Торопясь за капитаном мушкетеров, без труда прокладывающим дорогу в толпе, трое добрались до серебряной балюстрады, служившей оградой королевскому ложу. Д'Артаньян и Ла Порт дружно поклонились, обе женщины присели в глубоком реверансе. Умирающая, только что открывшая глаза, заметила всех четверых, и на ее лице появилось выражение счастливого изумления: ведь это были свидетели ее юных лет и прекрасных любовных увлечений! Она улыбнулась, даже протянула им навстречу руку и чуть приподняла голову на подушках. Казалось, ей хочется привлечь их к себе... Однако улыбка быстро сменилась гримасой боли. Глаза опять закрылись, голова упала на подушки, рука – на простынь...
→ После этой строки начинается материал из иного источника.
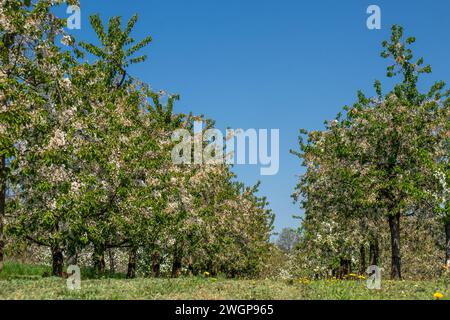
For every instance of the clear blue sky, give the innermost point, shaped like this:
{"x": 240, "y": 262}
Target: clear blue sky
{"x": 273, "y": 64}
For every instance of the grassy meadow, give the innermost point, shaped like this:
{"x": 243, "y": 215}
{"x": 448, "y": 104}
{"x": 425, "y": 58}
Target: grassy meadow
{"x": 19, "y": 281}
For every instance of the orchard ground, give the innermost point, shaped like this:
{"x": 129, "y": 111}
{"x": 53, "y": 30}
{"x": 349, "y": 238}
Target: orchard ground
{"x": 19, "y": 281}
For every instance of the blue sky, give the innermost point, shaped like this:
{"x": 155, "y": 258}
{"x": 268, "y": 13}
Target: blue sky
{"x": 273, "y": 64}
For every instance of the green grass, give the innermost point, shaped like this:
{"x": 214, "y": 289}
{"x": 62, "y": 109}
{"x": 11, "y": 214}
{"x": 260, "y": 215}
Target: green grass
{"x": 23, "y": 282}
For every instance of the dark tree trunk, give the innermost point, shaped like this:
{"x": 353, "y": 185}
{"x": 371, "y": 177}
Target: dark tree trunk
{"x": 176, "y": 265}
{"x": 57, "y": 262}
{"x": 374, "y": 252}
{"x": 131, "y": 273}
{"x": 99, "y": 260}
{"x": 345, "y": 268}
{"x": 2, "y": 207}
{"x": 447, "y": 232}
{"x": 396, "y": 263}
{"x": 156, "y": 265}
{"x": 362, "y": 262}
{"x": 112, "y": 262}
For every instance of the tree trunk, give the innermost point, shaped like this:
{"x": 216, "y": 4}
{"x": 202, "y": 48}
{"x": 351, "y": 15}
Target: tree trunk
{"x": 98, "y": 258}
{"x": 57, "y": 261}
{"x": 374, "y": 252}
{"x": 156, "y": 266}
{"x": 176, "y": 265}
{"x": 2, "y": 206}
{"x": 362, "y": 262}
{"x": 394, "y": 226}
{"x": 131, "y": 273}
{"x": 447, "y": 232}
{"x": 112, "y": 262}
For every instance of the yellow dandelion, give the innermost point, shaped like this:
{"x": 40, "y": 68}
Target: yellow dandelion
{"x": 438, "y": 295}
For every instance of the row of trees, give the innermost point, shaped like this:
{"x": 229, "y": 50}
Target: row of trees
{"x": 383, "y": 160}
{"x": 86, "y": 157}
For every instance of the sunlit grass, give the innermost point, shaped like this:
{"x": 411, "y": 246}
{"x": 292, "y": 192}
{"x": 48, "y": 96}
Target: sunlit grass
{"x": 26, "y": 282}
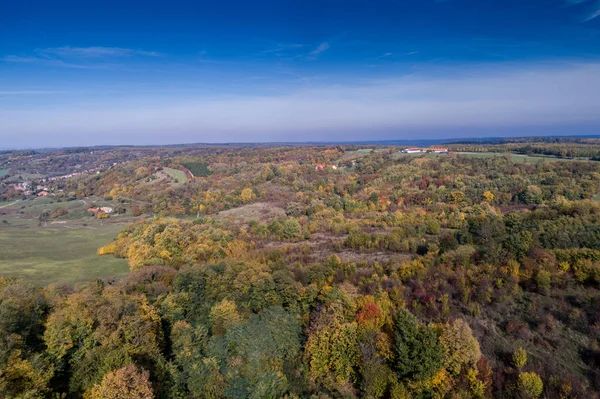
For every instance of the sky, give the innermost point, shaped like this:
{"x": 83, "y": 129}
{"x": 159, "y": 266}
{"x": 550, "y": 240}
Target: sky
{"x": 79, "y": 73}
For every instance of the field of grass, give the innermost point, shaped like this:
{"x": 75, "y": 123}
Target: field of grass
{"x": 177, "y": 176}
{"x": 44, "y": 255}
{"x": 63, "y": 249}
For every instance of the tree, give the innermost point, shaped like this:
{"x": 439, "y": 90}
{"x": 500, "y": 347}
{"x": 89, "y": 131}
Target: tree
{"x": 291, "y": 229}
{"x": 246, "y": 195}
{"x": 125, "y": 383}
{"x": 418, "y": 351}
{"x": 332, "y": 348}
{"x": 459, "y": 346}
{"x": 520, "y": 358}
{"x": 223, "y": 315}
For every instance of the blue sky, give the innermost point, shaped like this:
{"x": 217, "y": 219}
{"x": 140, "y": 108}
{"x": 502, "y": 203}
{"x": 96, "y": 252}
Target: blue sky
{"x": 83, "y": 73}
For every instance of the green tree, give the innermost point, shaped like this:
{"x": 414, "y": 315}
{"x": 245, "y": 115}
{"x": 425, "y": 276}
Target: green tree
{"x": 418, "y": 351}
{"x": 125, "y": 383}
{"x": 530, "y": 385}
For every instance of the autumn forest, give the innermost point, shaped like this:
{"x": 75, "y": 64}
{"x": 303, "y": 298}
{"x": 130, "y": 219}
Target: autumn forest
{"x": 319, "y": 272}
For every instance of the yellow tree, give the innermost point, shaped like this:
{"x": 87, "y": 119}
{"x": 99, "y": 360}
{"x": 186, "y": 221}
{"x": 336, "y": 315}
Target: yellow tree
{"x": 125, "y": 383}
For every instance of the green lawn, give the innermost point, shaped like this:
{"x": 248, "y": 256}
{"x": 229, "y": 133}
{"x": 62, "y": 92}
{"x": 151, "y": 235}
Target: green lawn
{"x": 178, "y": 177}
{"x": 43, "y": 255}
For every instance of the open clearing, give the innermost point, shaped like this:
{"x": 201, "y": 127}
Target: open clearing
{"x": 51, "y": 254}
{"x": 62, "y": 250}
{"x": 177, "y": 176}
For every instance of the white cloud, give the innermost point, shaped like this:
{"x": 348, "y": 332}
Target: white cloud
{"x": 594, "y": 14}
{"x": 93, "y": 52}
{"x": 483, "y": 97}
{"x": 318, "y": 50}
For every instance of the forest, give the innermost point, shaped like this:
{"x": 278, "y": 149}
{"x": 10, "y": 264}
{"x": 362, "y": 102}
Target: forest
{"x": 326, "y": 272}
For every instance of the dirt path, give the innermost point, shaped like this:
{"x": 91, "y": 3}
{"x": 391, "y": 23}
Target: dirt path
{"x": 7, "y": 205}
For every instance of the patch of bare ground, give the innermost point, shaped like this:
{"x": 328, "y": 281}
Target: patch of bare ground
{"x": 259, "y": 211}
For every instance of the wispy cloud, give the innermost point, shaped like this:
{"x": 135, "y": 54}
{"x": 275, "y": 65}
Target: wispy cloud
{"x": 93, "y": 52}
{"x": 79, "y": 57}
{"x": 282, "y": 47}
{"x": 49, "y": 62}
{"x": 466, "y": 99}
{"x": 321, "y": 48}
{"x": 27, "y": 92}
{"x": 592, "y": 12}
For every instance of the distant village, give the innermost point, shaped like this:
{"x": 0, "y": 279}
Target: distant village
{"x": 414, "y": 150}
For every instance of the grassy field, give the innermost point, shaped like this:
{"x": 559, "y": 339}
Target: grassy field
{"x": 46, "y": 254}
{"x": 177, "y": 176}
{"x": 63, "y": 249}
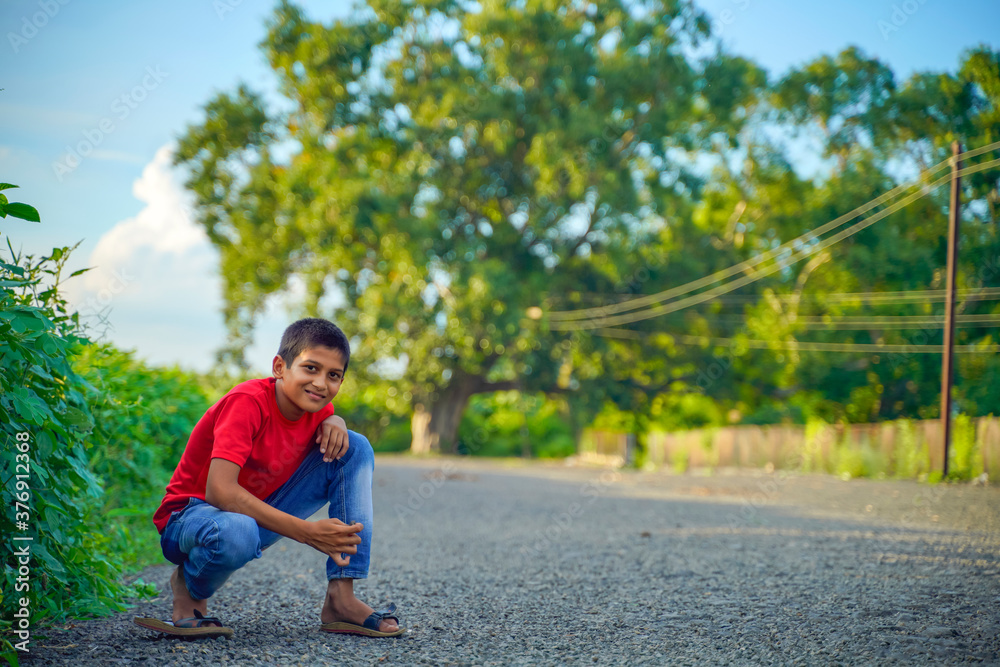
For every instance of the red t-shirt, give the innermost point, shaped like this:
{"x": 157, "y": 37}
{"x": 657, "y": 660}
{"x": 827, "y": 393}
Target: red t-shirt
{"x": 245, "y": 427}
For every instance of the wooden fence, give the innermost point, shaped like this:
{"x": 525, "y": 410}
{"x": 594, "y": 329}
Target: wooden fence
{"x": 901, "y": 448}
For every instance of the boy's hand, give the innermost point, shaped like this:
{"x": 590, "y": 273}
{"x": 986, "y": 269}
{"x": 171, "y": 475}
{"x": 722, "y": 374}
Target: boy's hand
{"x": 334, "y": 538}
{"x": 332, "y": 437}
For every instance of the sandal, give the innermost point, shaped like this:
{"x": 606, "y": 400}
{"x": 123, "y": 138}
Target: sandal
{"x": 195, "y": 626}
{"x": 370, "y": 627}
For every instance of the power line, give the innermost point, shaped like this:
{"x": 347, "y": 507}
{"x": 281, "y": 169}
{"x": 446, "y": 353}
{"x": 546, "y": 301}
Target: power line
{"x": 606, "y": 321}
{"x": 890, "y": 298}
{"x": 802, "y": 346}
{"x": 639, "y": 302}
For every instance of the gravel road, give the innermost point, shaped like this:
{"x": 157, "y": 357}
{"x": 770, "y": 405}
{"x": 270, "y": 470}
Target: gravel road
{"x": 505, "y": 563}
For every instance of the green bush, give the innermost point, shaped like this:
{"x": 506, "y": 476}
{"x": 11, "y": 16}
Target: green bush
{"x": 499, "y": 424}
{"x": 47, "y": 426}
{"x": 144, "y": 416}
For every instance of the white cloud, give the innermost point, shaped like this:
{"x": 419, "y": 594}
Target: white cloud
{"x": 155, "y": 281}
{"x": 155, "y": 277}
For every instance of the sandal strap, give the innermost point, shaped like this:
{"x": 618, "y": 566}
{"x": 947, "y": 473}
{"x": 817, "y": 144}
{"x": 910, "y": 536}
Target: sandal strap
{"x": 376, "y": 617}
{"x": 200, "y": 621}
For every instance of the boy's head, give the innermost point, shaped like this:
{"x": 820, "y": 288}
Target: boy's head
{"x": 309, "y": 366}
{"x": 313, "y": 332}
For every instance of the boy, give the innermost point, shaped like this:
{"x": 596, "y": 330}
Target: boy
{"x": 261, "y": 461}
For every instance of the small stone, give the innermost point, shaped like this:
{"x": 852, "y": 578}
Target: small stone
{"x": 939, "y": 632}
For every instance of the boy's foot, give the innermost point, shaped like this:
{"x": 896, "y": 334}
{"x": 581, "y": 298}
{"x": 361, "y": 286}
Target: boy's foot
{"x": 341, "y": 605}
{"x": 184, "y": 604}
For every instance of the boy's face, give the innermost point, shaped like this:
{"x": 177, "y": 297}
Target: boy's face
{"x": 310, "y": 382}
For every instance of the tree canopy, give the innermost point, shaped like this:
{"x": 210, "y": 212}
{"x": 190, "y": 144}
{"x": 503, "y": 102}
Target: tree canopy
{"x": 446, "y": 174}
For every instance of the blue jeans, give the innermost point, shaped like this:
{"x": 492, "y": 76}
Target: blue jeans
{"x": 211, "y": 544}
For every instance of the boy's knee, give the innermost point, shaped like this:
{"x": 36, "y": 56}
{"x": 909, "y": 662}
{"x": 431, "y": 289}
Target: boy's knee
{"x": 363, "y": 451}
{"x": 239, "y": 541}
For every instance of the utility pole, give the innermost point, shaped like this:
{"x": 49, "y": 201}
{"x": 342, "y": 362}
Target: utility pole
{"x": 949, "y": 309}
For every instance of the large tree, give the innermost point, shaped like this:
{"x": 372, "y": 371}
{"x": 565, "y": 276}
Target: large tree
{"x": 441, "y": 167}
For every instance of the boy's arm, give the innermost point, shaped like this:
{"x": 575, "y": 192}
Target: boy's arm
{"x": 332, "y": 437}
{"x": 329, "y": 536}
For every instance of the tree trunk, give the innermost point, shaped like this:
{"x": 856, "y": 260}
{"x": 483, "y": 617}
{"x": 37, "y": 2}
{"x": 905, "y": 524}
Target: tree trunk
{"x": 436, "y": 430}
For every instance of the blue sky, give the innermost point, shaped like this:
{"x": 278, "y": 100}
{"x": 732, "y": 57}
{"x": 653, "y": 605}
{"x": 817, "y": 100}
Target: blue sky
{"x": 128, "y": 77}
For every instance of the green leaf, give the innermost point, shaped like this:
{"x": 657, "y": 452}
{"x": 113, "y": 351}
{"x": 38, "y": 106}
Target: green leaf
{"x": 23, "y": 211}
{"x": 13, "y": 268}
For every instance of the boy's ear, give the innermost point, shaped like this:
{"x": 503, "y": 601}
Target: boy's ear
{"x": 277, "y": 366}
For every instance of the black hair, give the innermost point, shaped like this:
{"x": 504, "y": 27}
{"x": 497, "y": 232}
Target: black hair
{"x": 313, "y": 332}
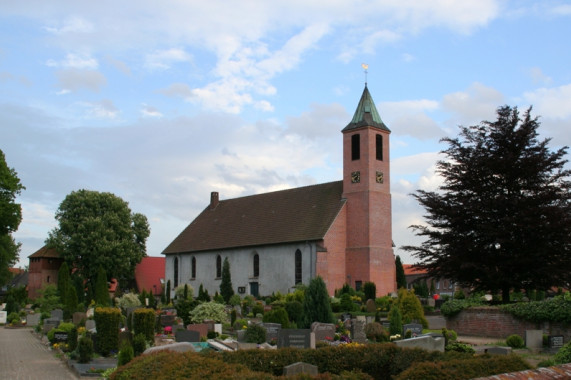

– Король! – раздался зычный голос, и четверка поспешно отошла в сторону. Все толпившиеся в спальне поспешили в Большой кабинет: перед причастием королева-мать пожелала побыть без свидетелей с сыновьями, с каждым по очереди. Спальня опустела, и король остался с матерью наедине.
Встреча так затянулась, что это вызвало если не беспокойство, то по крайней мере любопытство. Маршал Грамон, которого Сильви не видела со времени «дела Фуке» и который, казалось, теперь тщательно ее избегал, теперь приблизился к ней как ни в чем не бывало.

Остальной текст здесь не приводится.